Summing up so far: as far as stasis, isolation and gradualism are concerned—what we see is that your youthful thoughts were more along the lines of the sorts of ideas expressed in "punctuated equilibria" than your definitive, later, PUBLISHED, thoughts.
This leaves only the matter of "turnovers" before I close this letter. Charles, you might be aware of, but in any case cannot have seen, a wonderful book entitled Foundations of the Origin of Species, published by your son Francis in 1909, in simultaneous celebration of your 100th birthday and the 50th anniversary of the publication of the Origin. In it, among many other previously unpublished treasures, Francis gives us a transcription of your 1842 Pencil Sketch (hands down my favorite essay of yours) and the much longer (and dare I say drier and less exciting) Essay of 1844—the manuscript you asked Emma to publish on the event of your death—and the manuscript that ended up dictating the eventual structure of the Origin.
Francis, in a footnote in tiny print (overlooked, as far as I can tell, by all subsequent historians) tells his readers that you had written a note in the "Fair Copy" of this manuscript, in the early pages devoted to the geological record: He reports that you wrote: "Better begin with this. If species really, after catastrophes, created in showers over world, my theory false."
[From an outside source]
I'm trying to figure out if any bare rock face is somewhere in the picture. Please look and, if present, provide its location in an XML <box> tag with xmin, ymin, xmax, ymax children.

So you see, my dear Charles, that at least in one place, you did confront the specter of turnovers! That you never actually did "begin with this" can only mean, in my opinion, that you were supremely uncomfortable with the possibility (after all, you wrote "my theory false!!). You found the possibility inconvenient, and simply wished it away—or so it seems to me.
More's the pity—as it has taken well over 100 years to re-establish the validity of Cuvier's original point of sudden demises of faunas—thanks to you and your arguments that convinced geologists and paleontologists that the patterns of stasis and turnovers in the fossil record reflect the vagaries of fossilization, the apparent patterns thereby being rendered as artifacts. I blame my colleagues—and the zoological and botanical communities as well—for being only too quick to follow your lead on this.
On the other hand, your insistence that the fact that gradualism is not more evident in the fossil record means that stasis is a chimera and turnovers not real events—has at the very least given me and an increasing number of colleagues, something to do with our careers! Something to be said for that!
For though these patterns now turn out to be real, your theory is NOT false! Just the particular version of your theory you derived as you imagined what the history of life should look like under the workings of natural selection. It was that specific image—and NOT the idea of evolution through natural selection—that was in large measure (if not completely) erroneous!
Charles, you were the early bird who got all the worms; that you had to pick and choose among them to craft a picture of evolution that you felt best fit the majority of cases—in all those mountains of data you accumulated during your lifetime—is understandable.
That we see things a bit differently now than then is in its own way "evolution." (and NOT gradual evolution, mind you!). If paleontology has seemed to you not to have changed conceptually overly much since your day, it has at least thrown the Darwinian blinkers off from its eyes. And it has indeed provided the gist of a novel evolutionary perspective that is only now just beginning to be tested—and in some manner accepted—by those in the biological community open to testing with their molecular data ideas suggested from the musty old bones and shells of the fossil record.
Believe me, Charles, when I echo your sentiment that nothing ill be taken on either side from this frank exchange of views. I look forward to your reply.